Bullets can induce cell death in a wide variety of cancers as well.
https://xkcd.com/1217/
IIRC medical research is really expensive, hence money-seeking is to fund it within capitalism.
Also IIRC the rewards are oversized compared to the costs, but that doesn't change that the costs are also huge. Does mean I'm generally in favour of getting every government to quadruple public spending on this though. Whatever the current spend is, we can do more.
Rare diseases fund research through philanthropy. And let's not forget Biden's Cancer Moonshot program!
https://www.whitehouse.gov/cancermoonshot/
I don't see how something like high dose vitamin C IV is very expensive. I would assume a handful of oncologists could do the whole thing themselves. We get X patients a year, we randomly suggest the vitamin C IV to half, the half with vitamin C did better or worse by these metrics. Vitamin C is not expensive and they have to collect the outcome data for everyone involved anyway - so where is the expense coming from?
If it has benefits then more doctors will start to do it and more data will become available. If not, onto the next thing.
I'm not a physician and not in the medical field, but I would hazard a guess that a lot of the expense comes from just doing the work. What specific doctor will administer the vitamin C and monitor the patients? How do you isolate that the vitamin C dosage increase is effective? Who is going to create the vitamin C in the proper dosages? Who is going to write about it to make sure that it's legally approved? The human body is very sophisticated. The trials have to be done in a scientific way, following the established procedures of ethical medical treatment, peer reviewed, etc. And let's say you start giving vitamin C to some of these patients and they start having bad reactions and it makes their disease worse? Who covers the hospital stay? Who pays for their care?

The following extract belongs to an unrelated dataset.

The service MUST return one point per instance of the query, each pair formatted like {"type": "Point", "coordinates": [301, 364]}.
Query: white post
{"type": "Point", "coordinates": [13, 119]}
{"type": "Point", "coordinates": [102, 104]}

Just looking at a few things there I'm guessing that's a few million dollars at the very least.. and even so you have to look at opportunity cost. Is this the best and most promising path of research for the physicians and researchers? Are there more promising compounds? Etc.
It happens already. You just have to find the docs who do it. Which usually means attending conferences which focus on specific diseases.
You mean the sort of conferences that attract charlatans and conspiracy theorists?